Alguém que me pareceu ser um viajante, a julgar pelas aparências, aproximou-se de mim e indagou-me: "Qual é o caminho mais curto para se ir de um lugar ao mesmo lugar?"
O sol ocultava-se atrás de sua cabeça, de modo que não pude decifrar-lhe o rosto.
— Certamente, respondi, é permanecer no mesmo lugar.
— De modo algum, replicou. O caminho mais curto para se ir de um lugar ao mesmo lugar é dar volta ao mundo.
E foi-se.
White Wynd vivia com a família na Fazenda Branca, ao pé do rio. Ali mesmo nasceu, cresceu e contraiu casamento. A Fazenda era cercada pelo rio por três lados, como um castelo. No quarto havia estábulos e além dos estábulos uma horta, e além da horta um pomar, e além do pomar um muro baixo, e além do muro uma estrada, e além da estrada um pinheiral, e além do pinheiral um campo de trigo, e além o campo de montanhas furando o céu, e além... mas não devemos, a despeito da tentação, catalogar o mundo inteiro.White Wynd não conhecia outro lar senão o seu. O seu mundo estava confinado àquelas paredes. O céu era o telhado.
Tudo isso é que torna tão estranho o seu procedimento.
Nos últimos anos ele já raramente transpunha a soleira da porta. A indolência deixava-o inquieto e mal humorado. Vivia ansiando pelo próximo momento.
A esposa e os filhos, muito embora fossem ótimas pessoas, eram os que mais sofriam com as mudanças de seu temperamento. Mesmo para eles seu coração tornara-se árido e amargo. Recordava-se, confusamente, dos dias difíceis de luta pelo pão, quando, regressando à noite do trabalho, via sua casa brilhar como ouro, como se estivesse povoada de anjos. Mas a lembrança esfumava-se como um sonho.
Cada dia que passava sentia-se mais capaz de compreender outros lares, menos o seu. O seu era apenas uma casa. A nostalgia tomara conta dele, fechando-lhe os olhos e os ouvidos.
Alguma coisa, enfim, se passava dentro dele: um vulcão; um terremoto; um eclipse; uma aurora; um dilúvio; um apocalipse. Não será o apêlo a palavras grandiosas que nos desvendará o mistério de seu coração.
Muitas e muitas vezes a manhã surpreendera a pequena familia reunida na cosinha para a primeira refeição.
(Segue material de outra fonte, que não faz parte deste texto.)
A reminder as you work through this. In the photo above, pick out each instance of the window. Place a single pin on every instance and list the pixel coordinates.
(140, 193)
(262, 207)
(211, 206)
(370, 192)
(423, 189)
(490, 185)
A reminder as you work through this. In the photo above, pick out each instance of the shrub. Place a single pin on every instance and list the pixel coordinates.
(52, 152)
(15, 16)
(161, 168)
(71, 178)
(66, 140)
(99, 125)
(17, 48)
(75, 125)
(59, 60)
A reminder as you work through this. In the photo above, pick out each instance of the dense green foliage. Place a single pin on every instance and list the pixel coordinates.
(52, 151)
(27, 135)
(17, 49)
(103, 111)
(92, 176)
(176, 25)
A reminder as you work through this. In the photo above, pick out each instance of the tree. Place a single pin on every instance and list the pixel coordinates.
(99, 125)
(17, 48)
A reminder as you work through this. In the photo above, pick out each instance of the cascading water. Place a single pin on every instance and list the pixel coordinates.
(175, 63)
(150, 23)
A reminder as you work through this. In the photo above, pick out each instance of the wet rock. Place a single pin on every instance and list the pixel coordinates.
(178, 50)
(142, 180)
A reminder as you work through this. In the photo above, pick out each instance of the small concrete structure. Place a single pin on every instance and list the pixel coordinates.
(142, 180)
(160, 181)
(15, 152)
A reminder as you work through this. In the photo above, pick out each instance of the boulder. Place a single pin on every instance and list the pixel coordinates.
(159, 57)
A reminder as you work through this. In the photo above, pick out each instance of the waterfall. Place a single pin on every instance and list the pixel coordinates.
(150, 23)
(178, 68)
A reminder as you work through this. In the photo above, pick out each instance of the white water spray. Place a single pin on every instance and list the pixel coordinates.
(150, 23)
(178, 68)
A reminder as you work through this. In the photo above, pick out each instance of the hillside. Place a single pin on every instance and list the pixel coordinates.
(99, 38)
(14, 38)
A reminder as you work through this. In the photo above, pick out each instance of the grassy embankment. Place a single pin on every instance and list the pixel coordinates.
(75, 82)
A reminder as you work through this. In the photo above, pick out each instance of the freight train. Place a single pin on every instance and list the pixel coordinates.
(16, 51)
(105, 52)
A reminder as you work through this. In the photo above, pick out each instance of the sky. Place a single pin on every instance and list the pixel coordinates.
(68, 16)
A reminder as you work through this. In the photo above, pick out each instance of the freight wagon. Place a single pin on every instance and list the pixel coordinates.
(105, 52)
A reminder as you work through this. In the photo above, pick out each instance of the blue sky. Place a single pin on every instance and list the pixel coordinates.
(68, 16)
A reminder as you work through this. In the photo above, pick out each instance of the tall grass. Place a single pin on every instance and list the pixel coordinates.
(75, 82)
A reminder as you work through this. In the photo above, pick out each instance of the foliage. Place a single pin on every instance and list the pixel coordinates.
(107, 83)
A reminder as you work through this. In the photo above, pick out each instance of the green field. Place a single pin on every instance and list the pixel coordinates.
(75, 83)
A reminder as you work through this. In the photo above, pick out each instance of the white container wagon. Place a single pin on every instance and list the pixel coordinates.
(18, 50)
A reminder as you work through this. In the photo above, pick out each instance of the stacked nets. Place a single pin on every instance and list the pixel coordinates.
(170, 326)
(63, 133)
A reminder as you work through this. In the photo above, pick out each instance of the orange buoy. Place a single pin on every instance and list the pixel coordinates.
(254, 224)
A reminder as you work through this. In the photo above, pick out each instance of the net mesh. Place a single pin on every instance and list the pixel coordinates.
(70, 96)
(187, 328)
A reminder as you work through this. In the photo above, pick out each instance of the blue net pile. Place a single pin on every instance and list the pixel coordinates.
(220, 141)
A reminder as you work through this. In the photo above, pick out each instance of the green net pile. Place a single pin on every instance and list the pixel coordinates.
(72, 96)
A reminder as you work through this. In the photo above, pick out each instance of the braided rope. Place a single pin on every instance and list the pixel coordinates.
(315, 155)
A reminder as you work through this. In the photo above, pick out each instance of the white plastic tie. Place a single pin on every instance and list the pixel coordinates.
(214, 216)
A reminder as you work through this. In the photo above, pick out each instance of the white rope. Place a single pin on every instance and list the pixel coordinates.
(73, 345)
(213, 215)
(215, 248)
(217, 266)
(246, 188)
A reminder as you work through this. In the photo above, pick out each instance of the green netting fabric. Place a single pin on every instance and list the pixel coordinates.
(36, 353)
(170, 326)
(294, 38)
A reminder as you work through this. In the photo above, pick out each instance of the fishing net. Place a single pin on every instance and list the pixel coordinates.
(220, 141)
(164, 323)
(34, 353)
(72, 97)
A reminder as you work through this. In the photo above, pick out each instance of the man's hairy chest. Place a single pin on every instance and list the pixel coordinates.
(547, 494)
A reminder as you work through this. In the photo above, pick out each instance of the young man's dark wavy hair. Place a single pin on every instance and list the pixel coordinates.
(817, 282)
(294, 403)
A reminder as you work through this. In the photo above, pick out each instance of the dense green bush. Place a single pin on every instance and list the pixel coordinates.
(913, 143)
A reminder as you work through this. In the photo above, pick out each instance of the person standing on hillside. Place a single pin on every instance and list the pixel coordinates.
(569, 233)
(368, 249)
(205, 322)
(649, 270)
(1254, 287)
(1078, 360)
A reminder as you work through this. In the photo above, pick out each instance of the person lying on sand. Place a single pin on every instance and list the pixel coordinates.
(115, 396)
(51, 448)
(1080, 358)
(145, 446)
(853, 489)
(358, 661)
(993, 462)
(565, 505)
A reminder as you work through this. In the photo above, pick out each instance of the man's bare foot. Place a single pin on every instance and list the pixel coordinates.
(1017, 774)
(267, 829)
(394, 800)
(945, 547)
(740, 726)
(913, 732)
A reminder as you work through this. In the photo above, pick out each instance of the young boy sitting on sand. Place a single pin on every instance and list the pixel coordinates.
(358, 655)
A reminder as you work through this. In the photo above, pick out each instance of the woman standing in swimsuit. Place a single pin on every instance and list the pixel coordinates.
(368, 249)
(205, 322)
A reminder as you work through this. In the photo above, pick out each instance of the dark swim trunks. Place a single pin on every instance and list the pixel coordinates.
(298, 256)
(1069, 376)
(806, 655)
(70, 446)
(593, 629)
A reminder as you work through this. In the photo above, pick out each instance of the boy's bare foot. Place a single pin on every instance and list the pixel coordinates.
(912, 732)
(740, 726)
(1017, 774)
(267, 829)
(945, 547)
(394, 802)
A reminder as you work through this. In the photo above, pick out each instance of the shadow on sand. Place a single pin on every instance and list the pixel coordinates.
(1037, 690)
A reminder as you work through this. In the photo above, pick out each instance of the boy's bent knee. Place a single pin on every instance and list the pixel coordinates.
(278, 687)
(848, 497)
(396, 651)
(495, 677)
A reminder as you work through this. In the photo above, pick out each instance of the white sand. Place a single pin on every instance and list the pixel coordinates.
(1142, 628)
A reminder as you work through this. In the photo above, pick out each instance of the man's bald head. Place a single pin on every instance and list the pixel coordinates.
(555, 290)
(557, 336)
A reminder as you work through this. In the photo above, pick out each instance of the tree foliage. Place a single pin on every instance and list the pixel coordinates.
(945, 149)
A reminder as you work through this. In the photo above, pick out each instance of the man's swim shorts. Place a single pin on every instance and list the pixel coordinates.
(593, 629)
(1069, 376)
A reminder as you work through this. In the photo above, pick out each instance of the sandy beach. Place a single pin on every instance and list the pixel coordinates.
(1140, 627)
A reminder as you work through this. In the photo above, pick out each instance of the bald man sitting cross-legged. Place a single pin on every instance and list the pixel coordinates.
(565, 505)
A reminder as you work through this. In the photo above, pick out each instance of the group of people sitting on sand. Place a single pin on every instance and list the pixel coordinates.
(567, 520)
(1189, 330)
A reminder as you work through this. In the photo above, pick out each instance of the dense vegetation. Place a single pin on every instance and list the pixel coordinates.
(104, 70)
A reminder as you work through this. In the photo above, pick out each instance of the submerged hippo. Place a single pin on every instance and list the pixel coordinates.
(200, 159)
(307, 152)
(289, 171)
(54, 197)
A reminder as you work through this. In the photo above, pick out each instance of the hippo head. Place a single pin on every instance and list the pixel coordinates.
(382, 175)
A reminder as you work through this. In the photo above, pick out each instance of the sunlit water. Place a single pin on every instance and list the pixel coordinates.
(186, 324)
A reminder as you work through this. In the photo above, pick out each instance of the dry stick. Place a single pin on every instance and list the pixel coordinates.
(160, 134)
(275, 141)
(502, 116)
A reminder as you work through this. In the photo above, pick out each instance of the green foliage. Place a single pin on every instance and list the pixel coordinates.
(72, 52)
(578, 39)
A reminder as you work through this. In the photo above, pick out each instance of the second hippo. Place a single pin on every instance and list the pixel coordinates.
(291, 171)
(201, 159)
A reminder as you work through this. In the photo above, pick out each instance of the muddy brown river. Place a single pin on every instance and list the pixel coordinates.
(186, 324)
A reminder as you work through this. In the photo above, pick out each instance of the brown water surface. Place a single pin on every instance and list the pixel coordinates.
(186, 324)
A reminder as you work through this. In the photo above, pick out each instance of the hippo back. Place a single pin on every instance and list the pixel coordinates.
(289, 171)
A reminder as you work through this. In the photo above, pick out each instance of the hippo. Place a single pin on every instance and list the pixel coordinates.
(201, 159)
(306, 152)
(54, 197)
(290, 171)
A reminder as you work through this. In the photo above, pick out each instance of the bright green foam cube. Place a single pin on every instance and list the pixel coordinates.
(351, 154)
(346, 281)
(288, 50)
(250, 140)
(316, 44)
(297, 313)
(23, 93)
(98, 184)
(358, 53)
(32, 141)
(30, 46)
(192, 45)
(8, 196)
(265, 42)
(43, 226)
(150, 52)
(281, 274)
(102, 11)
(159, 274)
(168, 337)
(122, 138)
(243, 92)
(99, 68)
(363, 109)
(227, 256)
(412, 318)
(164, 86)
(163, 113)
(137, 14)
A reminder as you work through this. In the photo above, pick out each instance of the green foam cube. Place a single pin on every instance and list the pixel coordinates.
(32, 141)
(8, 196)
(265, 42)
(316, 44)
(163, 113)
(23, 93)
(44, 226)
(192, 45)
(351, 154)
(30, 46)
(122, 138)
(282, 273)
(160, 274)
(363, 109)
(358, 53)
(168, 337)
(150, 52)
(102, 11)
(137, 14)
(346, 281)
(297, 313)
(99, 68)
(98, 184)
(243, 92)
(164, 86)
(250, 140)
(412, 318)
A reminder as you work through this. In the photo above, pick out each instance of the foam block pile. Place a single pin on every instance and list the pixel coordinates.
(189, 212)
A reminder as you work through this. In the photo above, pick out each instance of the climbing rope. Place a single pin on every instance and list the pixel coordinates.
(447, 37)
Na última vez o pai, interrompendo o café, falou cismadoramente:
— Aquele campo verde, brilhando ao sol, como que me lembra um campo de meu próprio lar.
— Seu próprio lar? perguntou a esposa. Esse é o seu lar.
White Wynd ergueu-se e sua figura parecia cobrir toda a sala. Apanhou o chapéu e o bordão, cobertos de pó.
— Pai! exclamou um dos filhos. Aonde vai?
— Para casa.
— Como assim? Se esta é sua casa. Aonde vai, pai?
— Para a Fazenda Branca, ao pé do rio.
— Mas é esta!
Ele as olhava tranqüilamente quando a filha mais velha leu a verdade nos seus olhos.
— Oh! Ele está louco, gritou.
E enterrou o rosto nas mãos.
White Wynd falava calmamente.
— Você, acrescentou dirigindo-se à filha, você me lembra um pouco a minha primogênita... mas não tem o mesmo olhar dela, aquele olhar que era como uma benção depois do trabalho.
— Senhora, disse, voltando-se cortesmente para a esposa boquiaberta, agradeço-lhe a hospitalidade, mas receio que já haja abusado muito dela. E meu lar...
— Pai! Pai! responde-me. Não é este o seu lar?
O velho brandiu o bordão no ar.
— Os portais estão cobertos de teias de aranha e as paredes estão marcadas pelas chuvas. As portas dobram-me e as vigas esmagam-me. Só há ninharia, disputa e rancores atrás dessas rótulas onde tenho vivido há tanto tempo. Lá na casa onde nasci, longe do mundo, há pão e água, fogo e roupa, e todos os mistérios e artifícios do amor. Há descanso para os pés fatigados e rostos tranqüilos para repouso dos corações famintos.
— Onde? Onde?
— Na Fazenda Branca, ao pé do rio.
E atravessou a porta, o sol brilhando-lhe na face. E os moradores da Fazenda Branca olharam-se com espanto.
White Wynd, na ponte de madeira sobre o rio, sentiu o mundo a seus pés. Um grande vento veio-lhe ao encontro, do outro lado do céu (da terra de maravilhosos reverberos). Quem pode saber o que significa para o homem o efeito do primeiro vento soprando em campo aberto? Ele, pelo menos, sentia-se como se Deus houvesse puxado sua cabeça para trás e beijado-lhe a fronte.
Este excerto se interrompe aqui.